We have a social democracy. The US is as socialist as a typical European country, and in some important ways even more socialist than the oft-cited Nordic countries. Nordic countries have far less progressivity in the taxes-- we give half our people a pass on paying for much of the system, and even subsidize them. Nordics make EVERYONE pay. We have a stifling regulatory regime that suppresses competition and entrenches the handful of big players that know and control the system. The Nordic have surprising laissez-faire attitude towards business regulation. It's much easier to start and run a business there. Yes they have high taxes, but they have very low compliance costs.
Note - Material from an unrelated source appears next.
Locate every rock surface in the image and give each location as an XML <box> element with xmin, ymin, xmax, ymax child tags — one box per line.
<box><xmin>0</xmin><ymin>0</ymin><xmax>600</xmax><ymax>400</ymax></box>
The American economy could be roaring along at a pace that leaves China in the dust. Because because and handful of very wealthy gatekeepers gain power and money from keeping things dysfunctional, it remains dysfunctional. Always remember: political problems exist because they are too politically lucrative to solve. What would Greenpeace or the Sierra club do if a report came out saying our air and water are excellent and let's just keep up the good work? What would the NRA do if there were no gun control efforts? What would all the of the paternalistic do-gooders in government do if the things were actually going pretty well without them?

At some point you have to recognize that making tying enormous power and money to solving social problems creates an incentive to GROW those problems (to grow ones power and money) and not actually solve them. How much money would there be in medicine if nobody was sick?

What if people got rich producing good and services of actual value instead of getting rich off the arbitrage of trading off the body parts of the corpse of the greatest economy in human history?
It all points to our politicians being the #1 crime gang on the planet.
 
Most people take money out of their houses to buy sports cars, boats, vacations and unneeded up grades. My wife worked as a loan agent before retiring from it years ago.
Yup, most people are terrible with money and then sit there dumbfounded by how they don't have any.